The Nun's opening weekend help propel the franchise to historical proportions.
Despite off-setting reviews from critics and audience members, The Nun opened in first place with just over $53 million, domestically, and $77.5 million overseas. The horror film, the fifth movie in New Line's The Conjuring franchise, set records as the second-highest opening weekend for the month of September of all time, situated just behind last year's It. It was also the largest opening weekend for any of the franchise's films, which kicked off in 2013 with The Conjuring.
With The Nun's worldwide opening weekend box office total of $131 million, The Conjuring series has earned over $1.333 billion. It has now surpassed recent record holder, the Alien series that earned $1.32 billion, not taking inflation into account.
The Conjuring films are not, however, the highest-grossing R-rated series to hit big screens.
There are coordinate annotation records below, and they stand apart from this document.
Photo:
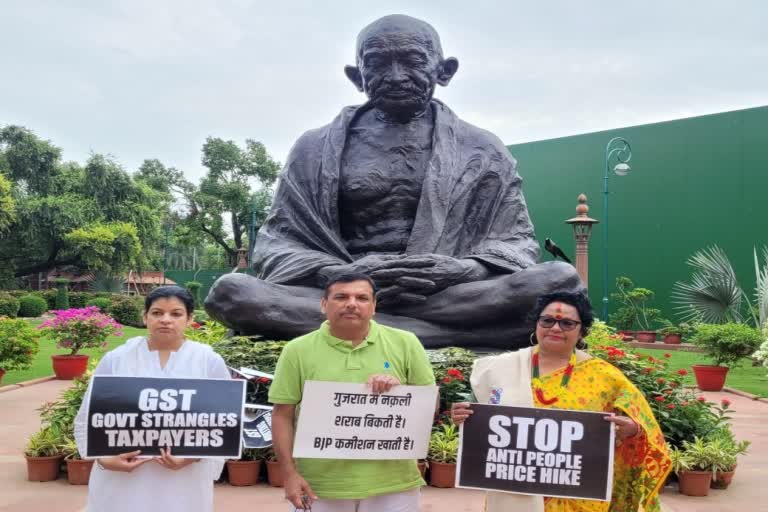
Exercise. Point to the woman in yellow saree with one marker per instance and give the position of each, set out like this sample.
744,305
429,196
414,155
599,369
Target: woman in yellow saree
554,373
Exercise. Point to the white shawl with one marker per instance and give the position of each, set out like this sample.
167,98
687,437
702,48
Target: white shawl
510,375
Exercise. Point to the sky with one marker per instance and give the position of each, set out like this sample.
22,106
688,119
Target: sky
141,79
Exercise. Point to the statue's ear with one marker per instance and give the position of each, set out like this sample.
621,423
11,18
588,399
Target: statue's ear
353,73
449,68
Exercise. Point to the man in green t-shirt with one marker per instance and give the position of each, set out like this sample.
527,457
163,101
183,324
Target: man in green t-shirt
348,347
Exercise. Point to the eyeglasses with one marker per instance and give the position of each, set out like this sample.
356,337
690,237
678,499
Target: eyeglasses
566,324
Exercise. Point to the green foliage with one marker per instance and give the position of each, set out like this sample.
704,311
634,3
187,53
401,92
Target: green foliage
62,293
635,309
727,344
102,303
7,204
32,306
60,414
194,289
682,415
46,442
127,310
237,187
9,305
18,344
113,247
444,444
61,206
208,333
714,294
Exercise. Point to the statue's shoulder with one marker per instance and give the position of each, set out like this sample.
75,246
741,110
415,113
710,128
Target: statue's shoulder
473,137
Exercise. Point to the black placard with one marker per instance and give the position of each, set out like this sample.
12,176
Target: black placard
196,417
548,452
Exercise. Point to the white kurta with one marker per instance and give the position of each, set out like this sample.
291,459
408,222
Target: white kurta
151,487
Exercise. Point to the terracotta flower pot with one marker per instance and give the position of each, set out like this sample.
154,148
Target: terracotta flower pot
274,473
646,336
243,472
442,475
69,367
43,469
79,471
710,378
722,479
695,483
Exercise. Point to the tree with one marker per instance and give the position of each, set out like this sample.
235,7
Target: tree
7,205
65,212
235,193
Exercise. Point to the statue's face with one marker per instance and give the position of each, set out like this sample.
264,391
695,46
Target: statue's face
399,72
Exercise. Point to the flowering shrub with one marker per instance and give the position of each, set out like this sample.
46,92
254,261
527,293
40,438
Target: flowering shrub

According to Forbes, The Matrix trilogy, Deadpool duo, and The Hangover series have all earned more than The Conjuring films, but that could change.
The Nun just opened, so it still has room to raise that record-breaking total. Horror films, traditionally, have a hard time holding over after opening weekend. But, movies like It are the exception. The Nun is suffering poor reviews, though, which could keep its legs from growing too much higher.
As for films that could battle those numbers, the Alien franchise has no new films in production, neither does other under-the-radar franchises. Resident Evil has stalled in creating new films. Saw and Paranormal Activity, despite having many, many films in their respective series, aren't even close to earning $1 billion. The most likely competitor is the It franchise. It: Chapter Two is currently filming. The first film earned over $700 million.
Outside of R-rated horror franchises, Jurassic Park currently holds the record with an impressive $4.935 billion. The Conjuring films aren't likely to ever reach that.
Though The Nun's demise is already written, thanks to those lousy reviews and even lousier CinemaScore, the huge opening weekend is good news for the horror genre. Clearly there's an audience there and many will be hoping studios continue to create unique and new stories moving forward.
The next horror film to hope for the gold is David Gordon Green's Halloween, starring Jamie Lee Curtis. The film, which picks up after the original Halloween 2, earned rave reviews after its worldwide premiere at the Toronto International Film Festival.